Governor Kathy college today announced major investments in child care among the highlights of the FY 2023 budget. New York State is investing $7 billion over four years, reflecting that access to quality child care is critical to children, families, and the economic recovery. This more than doubles New York’s support for child care subsidies. The budget increases the income eligibility threshold for child care subsidies to 300 percent of the federal poverty level ($83,250 for a family of four), extending eligibility to more than half of young children in New York.

“Child care services are a critical part of our economic recovery, providing parents much-needed support as they pursue an education or join the workforce,” governor college said. “As a mother forced to leave her job because of the lack of accessible child care, I am proud of the work we have done with Majority Leader Stewart-Cousins ​​and Speaker Heastie to make this historic investment and the opportunities it will provide for working parents . These landmark changes will permanently expand the availability, quality and affordability of child care for all New Yorkers.”

The State Budget also expands access to high quality child care by increasing the child care market rate to include 80 percent of providers. This change will broaden the child care options available to subsidy families while also increasing reimbursements for child care providers.

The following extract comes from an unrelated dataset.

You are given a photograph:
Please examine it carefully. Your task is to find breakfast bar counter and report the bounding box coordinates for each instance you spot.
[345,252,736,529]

To further support providers, the backbone of the industry, the budget invests $343 million provide a second round of provider stabilization grants. These grants will go directly to providers and their employees, with 75% of the grants dedicated to workforce supports, including wage increases, bonuses, tuition reimbursement, and contributions to staff retirement plans and health insurance costs. The Budget also invests $50 million to establish a child care capital program. This will allow child care providers to apply for flexible capital grants for expenses related to the design, construction, rehabilitation, improvement, furnishing, or equipping of new or existing child care facilities.

Underscoring the importance of child care access the Enacted Budget also invests $15.6 million to ensure that every SUNY and CUNY campus has a child care center available for students, faculty, and the greater community. To further increase access to child care for students pursuing a higher education degree the budget eliminated the requirement that, in addition to their schooling, an individual has to work 17.5 hours a week in order to be eligible for child care subsidies.

Additionally, the budget increases support for Agri-Business Child Development Centers (ABCD) statewide by investing $13.5 million to continue providing high quality early childhood education and social services to farm workers and their families and to support the capital infrastructure of these critical programs.

The Budget’s major new investments builds on New York’s use of Federal funds that are making systemic changes that will permanently expand the availability, quality and affordability of child care. Actions already taken include:

  • Providing $901 million in stabilization grants to nearly 15,000 providers to help cover the costs of child care workers, rent or mortgages, utilities, supplies, training and many other purposes.
  • Providing $163 million in child care grants to over 50,000 children of essential worker families;
  • Ensuring that families can receive 12 months of child care assistance even if their income exceeds the eligibility threshold during those 12 months;
  • Capping family co-pay contributions to no more than 10% of their annual income (prior to this, counties could set copays for families at their own discretion, with some counties charging parents as much as 30% of their annual income);
  • Reimbursing providers for 24 absences per child per year;
  • expanding QUALITYStarsNY– a rating system of quality for child care providers;
  • Expanding and supporting facilitated enrollment for existing programs; other
  • Addressing child care deserts statewide by providing grants to new providers and existing providers who want to expand their capacity.